Affaiblir, par tous les moyens la participation civique active de la diaspora, dans les affaires de la république, est un programme sur lequel, les «ismes» d’hier et d’aujourd’hui, de la gauche patatiste à la droite moitrinaire, la communauté internationale, dans son ancien et nouveau formatage, se sont férocement entendus.
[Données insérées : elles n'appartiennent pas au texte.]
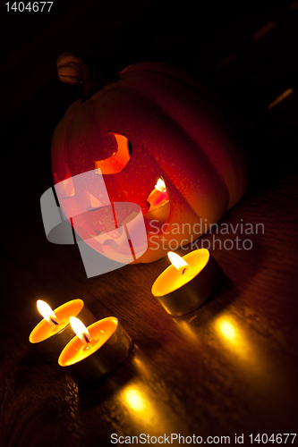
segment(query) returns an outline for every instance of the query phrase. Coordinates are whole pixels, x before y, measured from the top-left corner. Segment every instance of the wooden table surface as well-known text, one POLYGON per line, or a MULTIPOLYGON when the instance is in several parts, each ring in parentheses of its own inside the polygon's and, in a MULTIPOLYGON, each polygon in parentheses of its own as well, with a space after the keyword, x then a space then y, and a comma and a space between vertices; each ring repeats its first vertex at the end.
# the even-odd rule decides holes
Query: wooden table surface
MULTIPOLYGON (((265 46, 274 47, 270 42, 265 46)), ((234 104, 239 104, 234 80, 243 63, 240 57, 220 75, 220 66, 212 72, 213 84, 223 94, 231 92, 234 104)), ((250 185, 220 221, 218 234, 199 240, 207 248, 210 241, 227 279, 209 302, 183 317, 167 315, 150 292, 166 258, 88 279, 77 246, 47 240, 39 198, 52 186, 49 145, 58 118, 51 115, 51 97, 56 89, 55 100, 63 91, 58 82, 32 92, 3 122, 11 173, 2 189, 2 446, 106 447, 113 445, 112 434, 195 434, 202 443, 208 436, 219 436, 214 443, 230 436, 232 444, 236 434, 249 445, 251 434, 297 433, 297 63, 291 67, 282 80, 277 74, 281 91, 264 89, 259 95, 254 114, 249 103, 240 110, 250 185), (294 88, 289 97, 272 109, 263 107, 287 87, 285 80, 294 88), (241 224, 251 224, 253 233, 243 234, 241 224), (224 234, 225 224, 239 225, 234 234, 224 234), (251 249, 242 244, 237 249, 236 237, 249 240, 244 247, 251 249), (55 308, 74 298, 83 299, 97 319, 117 316, 134 343, 116 371, 89 385, 77 385, 66 368, 45 362, 28 340, 40 320, 37 299, 55 308)), ((261 70, 255 73, 254 92, 267 76, 261 70)))

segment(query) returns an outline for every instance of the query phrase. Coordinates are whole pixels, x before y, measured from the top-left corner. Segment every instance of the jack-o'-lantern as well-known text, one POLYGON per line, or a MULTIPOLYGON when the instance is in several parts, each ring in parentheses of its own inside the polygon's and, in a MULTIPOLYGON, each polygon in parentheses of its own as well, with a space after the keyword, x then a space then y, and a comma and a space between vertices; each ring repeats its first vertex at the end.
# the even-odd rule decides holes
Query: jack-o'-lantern
MULTIPOLYGON (((139 205, 148 249, 136 262, 165 256, 175 249, 174 240, 177 248, 195 240, 199 222, 218 222, 243 197, 247 172, 239 144, 191 76, 167 64, 140 63, 100 88, 73 54, 60 56, 58 73, 65 82, 82 83, 83 97, 54 133, 55 183, 98 170, 111 203, 139 205)), ((86 213, 100 207, 87 198, 86 213)))

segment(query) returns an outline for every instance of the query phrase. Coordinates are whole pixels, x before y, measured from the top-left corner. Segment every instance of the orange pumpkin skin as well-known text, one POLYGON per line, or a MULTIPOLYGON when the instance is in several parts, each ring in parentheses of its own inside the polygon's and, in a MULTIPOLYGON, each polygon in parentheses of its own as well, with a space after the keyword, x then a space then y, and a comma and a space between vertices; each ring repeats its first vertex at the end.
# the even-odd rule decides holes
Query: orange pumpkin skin
POLYGON ((104 175, 111 202, 140 205, 146 221, 147 198, 159 177, 169 196, 164 232, 149 225, 148 249, 135 262, 166 256, 173 240, 194 240, 200 235, 198 223, 217 223, 245 191, 246 163, 233 132, 204 99, 197 80, 176 68, 136 63, 84 103, 74 102, 53 136, 55 182, 68 169, 77 175, 109 157, 113 132, 125 136, 132 152, 124 169, 104 175))

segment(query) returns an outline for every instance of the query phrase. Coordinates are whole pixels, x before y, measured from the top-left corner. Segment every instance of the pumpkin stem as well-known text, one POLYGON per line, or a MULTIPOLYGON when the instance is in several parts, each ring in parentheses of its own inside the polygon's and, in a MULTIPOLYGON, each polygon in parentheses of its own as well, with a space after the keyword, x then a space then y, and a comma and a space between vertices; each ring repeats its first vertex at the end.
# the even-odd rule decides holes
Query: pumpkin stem
POLYGON ((63 53, 57 59, 58 77, 65 84, 81 89, 81 102, 89 99, 108 81, 76 53, 63 53))

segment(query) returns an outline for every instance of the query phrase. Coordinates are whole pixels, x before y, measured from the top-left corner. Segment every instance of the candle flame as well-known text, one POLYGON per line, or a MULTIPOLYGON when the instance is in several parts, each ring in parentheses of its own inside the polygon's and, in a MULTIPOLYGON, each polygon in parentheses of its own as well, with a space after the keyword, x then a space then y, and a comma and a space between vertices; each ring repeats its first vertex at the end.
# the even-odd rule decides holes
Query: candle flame
POLYGON ((176 253, 169 251, 167 253, 167 257, 170 259, 173 266, 178 270, 178 272, 181 274, 184 274, 184 273, 191 268, 190 266, 187 264, 187 262, 185 262, 183 258, 181 257, 181 256, 177 255, 176 253))
POLYGON ((160 192, 166 191, 166 183, 162 177, 159 177, 159 179, 158 180, 157 184, 155 185, 155 189, 160 192))
POLYGON ((75 316, 70 318, 71 326, 83 343, 89 343, 91 335, 83 323, 75 316))
POLYGON ((50 325, 59 325, 59 320, 55 315, 54 310, 48 306, 47 303, 46 303, 46 301, 38 299, 36 304, 38 311, 45 318, 45 320, 47 321, 47 323, 49 323, 50 325))

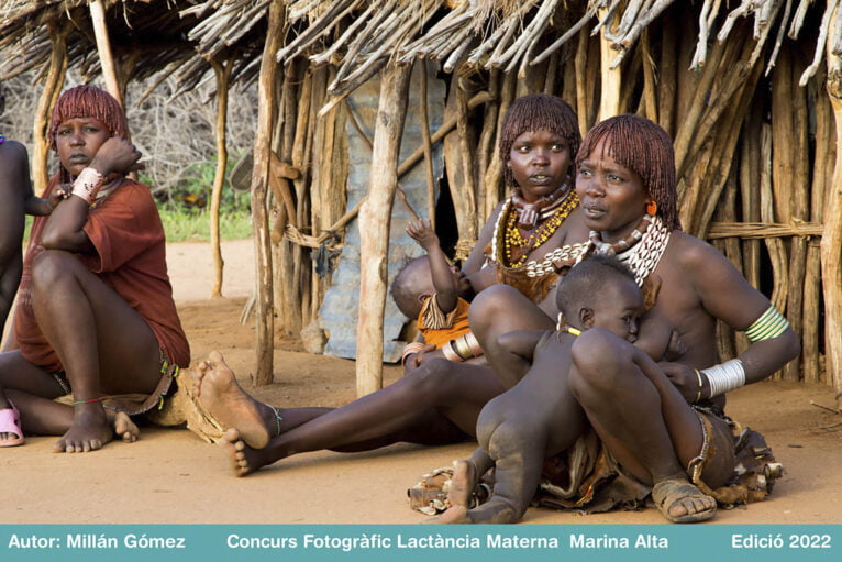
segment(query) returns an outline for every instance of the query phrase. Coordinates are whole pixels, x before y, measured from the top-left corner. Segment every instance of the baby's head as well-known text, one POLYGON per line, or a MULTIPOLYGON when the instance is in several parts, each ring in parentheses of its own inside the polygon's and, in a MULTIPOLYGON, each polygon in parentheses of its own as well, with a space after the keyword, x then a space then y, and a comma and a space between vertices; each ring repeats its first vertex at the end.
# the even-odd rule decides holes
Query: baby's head
POLYGON ((631 272, 614 256, 594 255, 558 282, 555 304, 573 328, 605 328, 633 342, 643 315, 643 294, 631 272))
MULTIPOLYGON (((451 266, 453 284, 457 295, 466 293, 469 284, 456 266, 451 266)), ((407 318, 418 318, 424 301, 435 293, 433 274, 430 269, 430 258, 425 255, 407 262, 395 280, 391 282, 391 296, 398 309, 407 318)))

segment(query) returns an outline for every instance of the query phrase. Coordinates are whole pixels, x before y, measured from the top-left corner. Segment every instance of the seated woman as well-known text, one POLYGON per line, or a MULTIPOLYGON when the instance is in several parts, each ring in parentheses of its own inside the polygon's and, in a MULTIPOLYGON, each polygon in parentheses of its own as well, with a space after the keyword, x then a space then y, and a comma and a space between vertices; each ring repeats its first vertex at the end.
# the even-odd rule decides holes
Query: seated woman
POLYGON ((155 201, 124 175, 141 167, 141 153, 126 141, 123 109, 103 90, 73 88, 48 135, 62 167, 47 192, 73 185, 32 227, 19 349, 0 354, 0 408, 20 412, 24 433, 62 436, 57 451, 87 452, 114 433, 134 440, 128 415, 157 405, 190 353, 155 201), (69 405, 54 401, 65 395, 69 405))
MULTIPOLYGON (((510 283, 527 301, 540 302, 557 278, 554 267, 543 267, 545 256, 568 240, 587 241, 573 192, 579 141, 576 114, 560 98, 532 95, 511 104, 499 156, 512 195, 495 209, 463 268, 475 291, 510 283)), ((242 392, 215 352, 199 366, 197 394, 222 425, 235 428, 223 443, 237 475, 306 451, 450 443, 475 436, 479 410, 503 387, 488 366, 447 361, 442 353, 408 357, 408 365, 419 366, 402 379, 336 410, 259 404, 242 392)))
MULTIPOLYGON (((567 386, 579 407, 565 410, 554 437, 573 448, 592 431, 598 447, 588 445, 591 463, 575 474, 569 462, 556 466, 565 483, 557 504, 605 510, 651 492, 668 520, 689 522, 712 517, 711 495, 725 504, 762 497, 763 478, 717 491, 736 476, 724 393, 762 381, 794 359, 796 334, 720 252, 680 231, 673 145, 663 129, 636 115, 610 118, 588 132, 576 166, 594 251, 616 254, 639 284, 660 282, 647 316, 671 326, 682 345, 675 346, 680 352, 674 362, 658 364, 672 382, 664 385, 646 376, 618 338, 594 331, 577 339, 567 386), (717 320, 745 331, 753 342, 722 364, 717 364, 717 320), (599 473, 597 464, 610 470, 599 473)), ((553 327, 552 318, 509 287, 489 287, 474 300, 470 326, 507 386, 529 370, 499 343, 512 322, 553 327)), ((470 489, 477 475, 465 463, 456 477, 458 488, 470 489)))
Sur ce point, triste point, ils rappellent quelques grands révolutionnaires de 1946 et de 1957 : «A bas les mulâtres, vive les mulâtresses» !
Seule une puissante diaspora nous aidera…
En considérant, soigneusement, le bilan des actions posées par les grands «amis» d’Haïti, depuis 1986 et particulièrement à partir de leur golden era – de 1994 à nos jours –, nous devrions, sincèrement, nous préoccuper.
La modernisation du cadre juridique et la mise en marche de structures d’accueil crédibles, pour convenablement traiter notre diaspora, restent l’une des rares issues concrètes, pour prétendre entrer – déjà en retard !– dans le XXIème siècle. Seule une diaspora puissante nous aidera à casser notre devise opérationnelle : «En Haïti, les analphabètes sont un problème, et les intellectuels, un danger permanent… » !
Sans oublier que le cahier des histoires autour du pays natal ne manque pas de surprises : en Espagne, on me prenait pour «marocain» !
Gilbert Mervilus
Février-Mars 2012[1] Livre de Pascal Boniface, 2011
[2] Voir Pierre Péan, scandales polico-financiers en France, La République des Mallettes, Fayard 2011.
[3]Ouvrage célèbre de Georges Anglade, qui introduisit toute une génération aux sciences sociales modernes.
[4] Prononcé par le Dr. Carlo A. Désinor à la sortie de son ouvrage DANIEL (Fignolé), en 1987.